Bringing in the Bees, Birds & Butterflies to Your Garden
Pollinators are the gardener’s most important partners. Simply put: what you plant feeds them, what they pollinate feeds you. In this series of blog posts, we’ll explore what you can do to hold up your end of this essential relationship to attract bees, birds, and butterflies to your garden.
Attracting Bees to Your Garden
We’ve all heard that, globally, bee populations are in serious decline. The good news is that bees are actually recovering in urban areas due to the new prevalence of roof top gardens, the renaissance of the home and community vegetable plot, hobby beekeepers, and local regulations that have banned or restricted the use of lawn pesticides.
Unfortunately, for gardeners, the news is not all good, or all bad. Mostly, it’s complicated. One of the first foods available to bees in the spring is the humble and hated dandelion. Sure, its new leaves are championed as a liver cleanser when made into a tea or tincture. Sure, fresh dandelion leaves add a kick to the first mild lettuce and herb salads from the garden. Still, heads of yellow blossoms continue to plague lawn lovers everywhere, especially later, as young children gather up the white fluffy seed heads and blow them into the wind like birthday candle wishes.
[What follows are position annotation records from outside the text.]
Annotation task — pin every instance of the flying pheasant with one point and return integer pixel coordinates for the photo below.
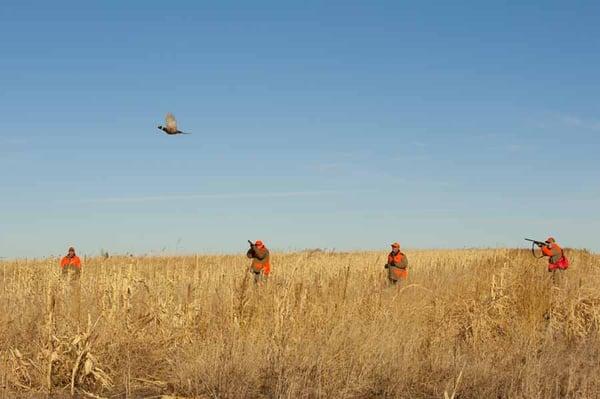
(171, 125)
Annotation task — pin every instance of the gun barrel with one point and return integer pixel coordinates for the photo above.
(535, 241)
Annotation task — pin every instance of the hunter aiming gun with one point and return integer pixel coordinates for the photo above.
(252, 249)
(539, 244)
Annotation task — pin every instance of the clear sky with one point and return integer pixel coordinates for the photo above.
(332, 124)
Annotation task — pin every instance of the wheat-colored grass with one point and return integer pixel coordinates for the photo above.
(467, 323)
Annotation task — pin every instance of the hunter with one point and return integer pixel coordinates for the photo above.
(71, 262)
(556, 256)
(261, 265)
(397, 264)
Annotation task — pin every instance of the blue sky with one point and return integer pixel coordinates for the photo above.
(335, 124)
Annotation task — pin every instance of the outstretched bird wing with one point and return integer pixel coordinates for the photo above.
(171, 122)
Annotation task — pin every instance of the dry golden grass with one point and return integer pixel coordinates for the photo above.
(468, 324)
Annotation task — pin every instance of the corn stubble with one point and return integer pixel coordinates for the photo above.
(467, 323)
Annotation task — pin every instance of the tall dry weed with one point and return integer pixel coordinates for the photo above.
(467, 323)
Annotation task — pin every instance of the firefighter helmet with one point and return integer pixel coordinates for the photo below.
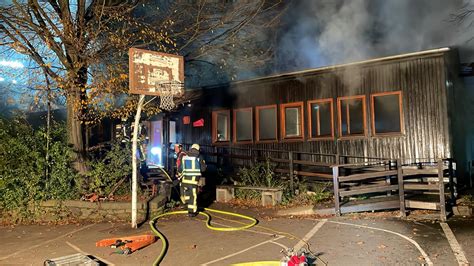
(195, 146)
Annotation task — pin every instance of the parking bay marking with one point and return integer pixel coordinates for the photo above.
(423, 253)
(457, 249)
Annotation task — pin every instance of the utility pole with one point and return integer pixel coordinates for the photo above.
(134, 160)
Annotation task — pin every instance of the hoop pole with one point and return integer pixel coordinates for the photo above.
(134, 160)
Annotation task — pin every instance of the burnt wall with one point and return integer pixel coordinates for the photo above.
(422, 80)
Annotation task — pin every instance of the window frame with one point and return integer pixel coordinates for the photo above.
(214, 126)
(310, 122)
(234, 129)
(372, 113)
(283, 106)
(257, 126)
(339, 116)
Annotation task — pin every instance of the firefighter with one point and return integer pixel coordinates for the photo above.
(192, 165)
(179, 153)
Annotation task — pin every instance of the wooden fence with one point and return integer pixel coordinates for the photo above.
(355, 176)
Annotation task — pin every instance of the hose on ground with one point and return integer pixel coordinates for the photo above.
(164, 241)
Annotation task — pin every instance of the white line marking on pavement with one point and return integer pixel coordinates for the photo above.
(76, 248)
(242, 251)
(309, 235)
(457, 249)
(249, 230)
(45, 242)
(423, 253)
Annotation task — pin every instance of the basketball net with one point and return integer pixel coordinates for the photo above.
(168, 90)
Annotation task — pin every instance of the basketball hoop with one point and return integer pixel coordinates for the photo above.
(168, 90)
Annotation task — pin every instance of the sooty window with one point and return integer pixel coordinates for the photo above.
(351, 114)
(321, 117)
(243, 125)
(387, 115)
(266, 123)
(292, 126)
(221, 126)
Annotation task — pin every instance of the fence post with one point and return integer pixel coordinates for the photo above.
(401, 188)
(216, 154)
(452, 188)
(335, 177)
(292, 185)
(442, 200)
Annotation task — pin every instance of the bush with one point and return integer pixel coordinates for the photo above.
(23, 165)
(310, 194)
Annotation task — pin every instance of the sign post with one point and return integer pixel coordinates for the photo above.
(151, 73)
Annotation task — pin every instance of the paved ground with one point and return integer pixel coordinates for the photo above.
(350, 240)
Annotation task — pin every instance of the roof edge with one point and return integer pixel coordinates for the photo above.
(333, 67)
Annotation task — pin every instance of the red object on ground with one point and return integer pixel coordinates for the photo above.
(199, 123)
(295, 260)
(127, 244)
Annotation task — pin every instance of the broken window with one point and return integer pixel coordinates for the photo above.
(221, 126)
(292, 120)
(387, 113)
(243, 129)
(352, 116)
(321, 118)
(266, 123)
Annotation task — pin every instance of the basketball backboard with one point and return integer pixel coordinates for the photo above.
(149, 70)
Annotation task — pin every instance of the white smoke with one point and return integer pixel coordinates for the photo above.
(327, 32)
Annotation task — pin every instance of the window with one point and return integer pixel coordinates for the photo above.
(266, 123)
(321, 117)
(292, 120)
(351, 114)
(387, 113)
(221, 126)
(243, 125)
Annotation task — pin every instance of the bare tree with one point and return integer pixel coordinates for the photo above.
(82, 45)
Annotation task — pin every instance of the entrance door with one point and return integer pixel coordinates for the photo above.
(156, 143)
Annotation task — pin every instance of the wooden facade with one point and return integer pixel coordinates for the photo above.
(426, 84)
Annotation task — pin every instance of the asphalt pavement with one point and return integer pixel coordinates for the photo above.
(347, 240)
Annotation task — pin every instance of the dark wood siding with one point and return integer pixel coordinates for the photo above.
(422, 82)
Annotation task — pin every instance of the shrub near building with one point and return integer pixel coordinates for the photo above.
(23, 165)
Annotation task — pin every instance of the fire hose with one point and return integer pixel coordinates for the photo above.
(244, 226)
(164, 242)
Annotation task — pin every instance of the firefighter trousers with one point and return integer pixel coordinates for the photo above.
(189, 190)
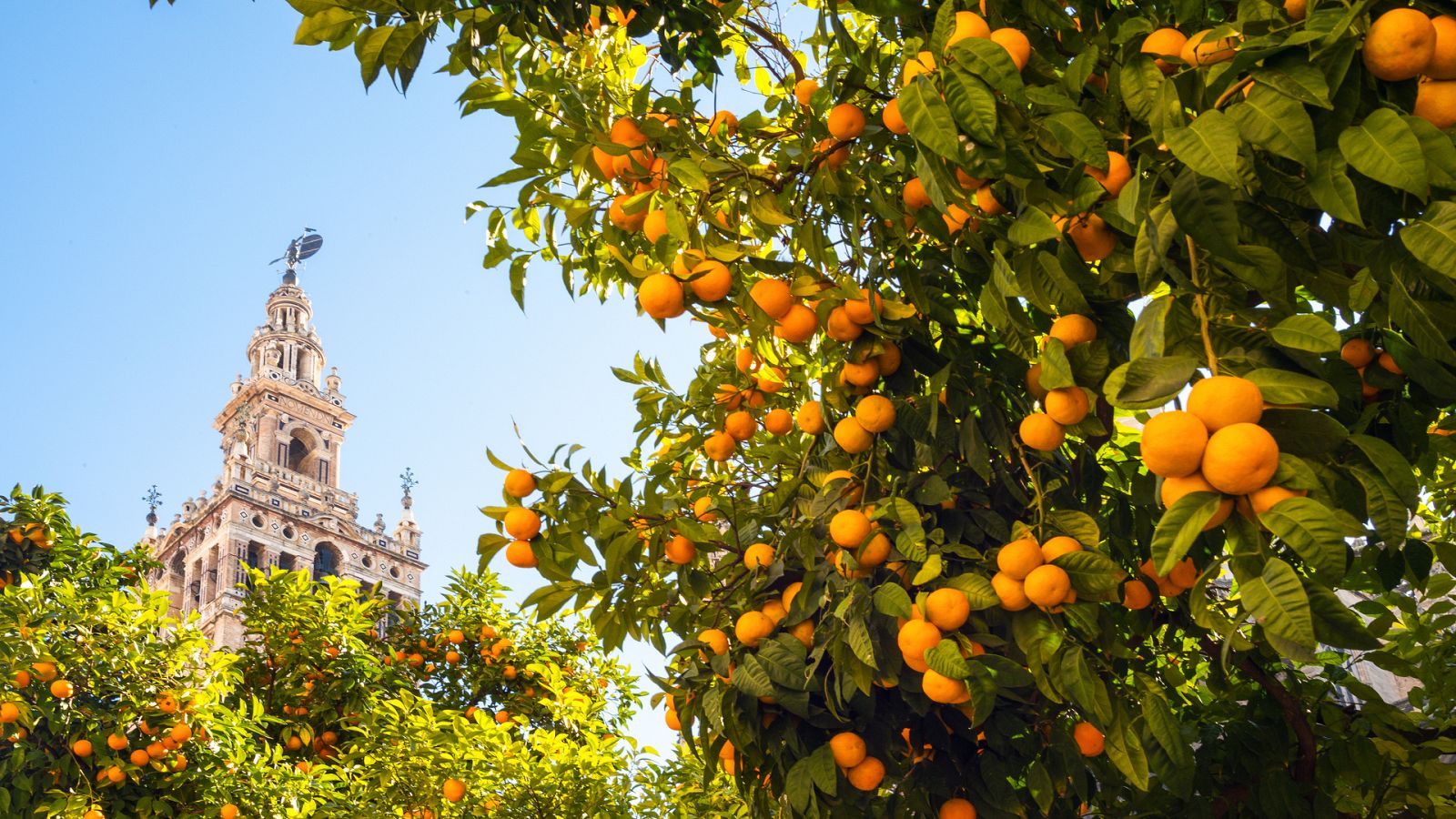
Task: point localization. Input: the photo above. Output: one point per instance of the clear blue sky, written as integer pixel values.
(157, 159)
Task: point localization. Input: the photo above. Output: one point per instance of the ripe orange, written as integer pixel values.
(895, 123)
(1016, 44)
(772, 296)
(1176, 489)
(1088, 739)
(944, 690)
(1047, 586)
(1400, 44)
(946, 608)
(1040, 431)
(519, 482)
(1117, 175)
(757, 555)
(521, 554)
(1057, 547)
(804, 89)
(662, 296)
(1239, 458)
(875, 413)
(868, 774)
(1174, 443)
(713, 280)
(753, 627)
(797, 324)
(967, 25)
(715, 640)
(1220, 401)
(1136, 595)
(848, 749)
(846, 121)
(1072, 329)
(1067, 405)
(852, 438)
(521, 523)
(1162, 43)
(812, 419)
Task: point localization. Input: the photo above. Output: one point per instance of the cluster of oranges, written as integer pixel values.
(1062, 407)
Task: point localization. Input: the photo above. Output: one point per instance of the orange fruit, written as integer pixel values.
(1018, 559)
(868, 774)
(521, 523)
(625, 133)
(662, 296)
(967, 25)
(1057, 547)
(895, 123)
(1088, 739)
(946, 608)
(1162, 43)
(1172, 443)
(797, 324)
(848, 749)
(810, 419)
(846, 121)
(778, 421)
(519, 482)
(711, 280)
(1136, 595)
(753, 627)
(875, 413)
(1358, 353)
(804, 89)
(849, 528)
(1400, 44)
(715, 640)
(852, 438)
(1239, 458)
(944, 690)
(772, 296)
(1117, 175)
(1176, 489)
(1220, 401)
(1040, 431)
(1047, 584)
(521, 554)
(1016, 44)
(1067, 405)
(757, 555)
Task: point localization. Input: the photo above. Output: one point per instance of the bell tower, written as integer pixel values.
(277, 501)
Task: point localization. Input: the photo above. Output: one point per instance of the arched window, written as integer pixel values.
(325, 561)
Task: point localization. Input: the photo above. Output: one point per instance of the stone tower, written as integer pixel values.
(278, 500)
If you can’t make peace with the humble dandelion weed for the bees, you’ve got to plan not just a garden, but a landscape to replace their common first food. The grey and fluffy catkins that grace pussy willow shrubs along with the first forsythia blooms and fruit blossoms are delectable to bees who are famished after a long winter of buzzing in the hive.
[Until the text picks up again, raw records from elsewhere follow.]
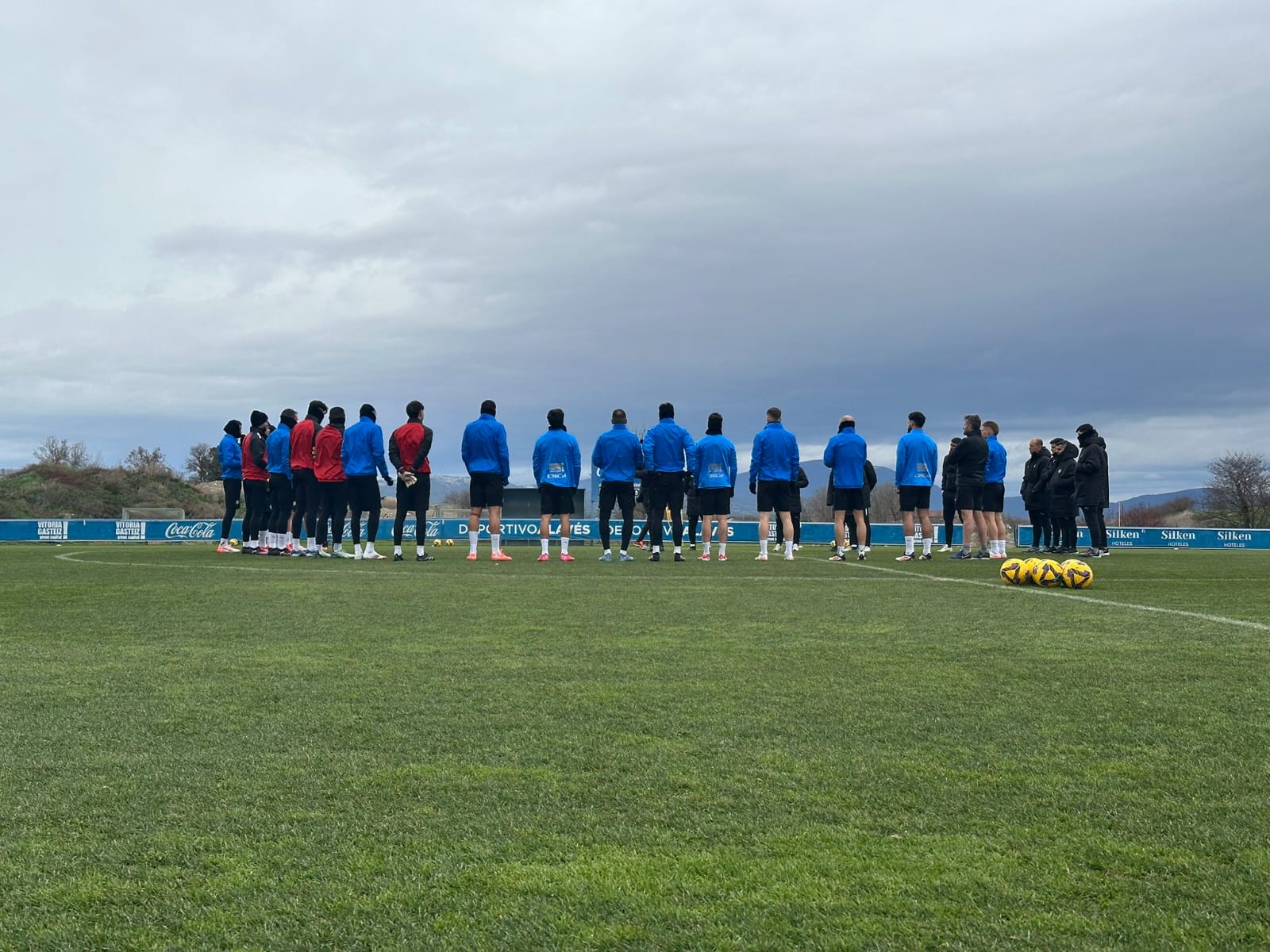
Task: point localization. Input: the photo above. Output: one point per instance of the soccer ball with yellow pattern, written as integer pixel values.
(1047, 574)
(1077, 574)
(1014, 571)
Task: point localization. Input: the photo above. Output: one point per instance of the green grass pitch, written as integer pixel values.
(230, 752)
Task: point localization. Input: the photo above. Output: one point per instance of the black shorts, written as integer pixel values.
(556, 501)
(417, 498)
(995, 498)
(774, 494)
(969, 499)
(914, 498)
(487, 490)
(620, 493)
(364, 494)
(715, 501)
(849, 501)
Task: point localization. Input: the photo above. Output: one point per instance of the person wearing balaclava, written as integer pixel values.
(256, 484)
(230, 454)
(279, 486)
(332, 486)
(362, 455)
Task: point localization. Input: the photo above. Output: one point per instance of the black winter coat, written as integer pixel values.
(1035, 479)
(1062, 486)
(1091, 473)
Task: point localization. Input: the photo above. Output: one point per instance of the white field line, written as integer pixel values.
(892, 574)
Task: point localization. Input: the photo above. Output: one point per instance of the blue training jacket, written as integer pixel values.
(618, 455)
(846, 456)
(670, 448)
(362, 452)
(486, 447)
(995, 471)
(556, 460)
(918, 460)
(775, 455)
(232, 459)
(717, 463)
(277, 448)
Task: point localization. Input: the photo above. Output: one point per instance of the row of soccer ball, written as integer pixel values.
(1048, 574)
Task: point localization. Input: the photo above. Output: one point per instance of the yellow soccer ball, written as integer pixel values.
(1077, 574)
(1014, 571)
(1048, 574)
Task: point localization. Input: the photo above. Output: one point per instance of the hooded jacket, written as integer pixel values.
(1035, 479)
(232, 459)
(484, 447)
(618, 455)
(1062, 484)
(362, 452)
(1092, 489)
(556, 459)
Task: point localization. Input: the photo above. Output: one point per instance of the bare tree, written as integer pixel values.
(1238, 492)
(203, 463)
(63, 452)
(148, 463)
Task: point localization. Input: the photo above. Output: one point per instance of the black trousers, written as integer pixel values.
(332, 508)
(279, 498)
(416, 499)
(256, 493)
(306, 503)
(949, 518)
(852, 533)
(364, 495)
(1043, 532)
(667, 492)
(622, 494)
(233, 493)
(1098, 526)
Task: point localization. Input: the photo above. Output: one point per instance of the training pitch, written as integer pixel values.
(225, 752)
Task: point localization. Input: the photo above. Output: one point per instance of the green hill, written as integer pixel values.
(50, 492)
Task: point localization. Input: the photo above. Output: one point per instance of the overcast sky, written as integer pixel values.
(1045, 213)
How to Create a Bee-Friendly Garden
Bees need nectar & pollen.
Plant flowers that bloom at various times of the season so they always have something to eat.
Spring | Foxglove, Primrose, Crocus, Heather, Willow
Summer | Dahlia, Lavender, Sunflower, Raspberry, Catnip
Late | Pumpkin, Aster, Cornflower, Sedum, Squash
Bees like colour!
Here are their favourites – blue, purple, violet, white and yellow.
Native Plants, or heirloom plants, are best!
Plant Flowers that are different Shapes & Sizes
Bees have a variety of tongue lengths, so planting flowers with a variety of shapes will help accommodate a diverse group of bees.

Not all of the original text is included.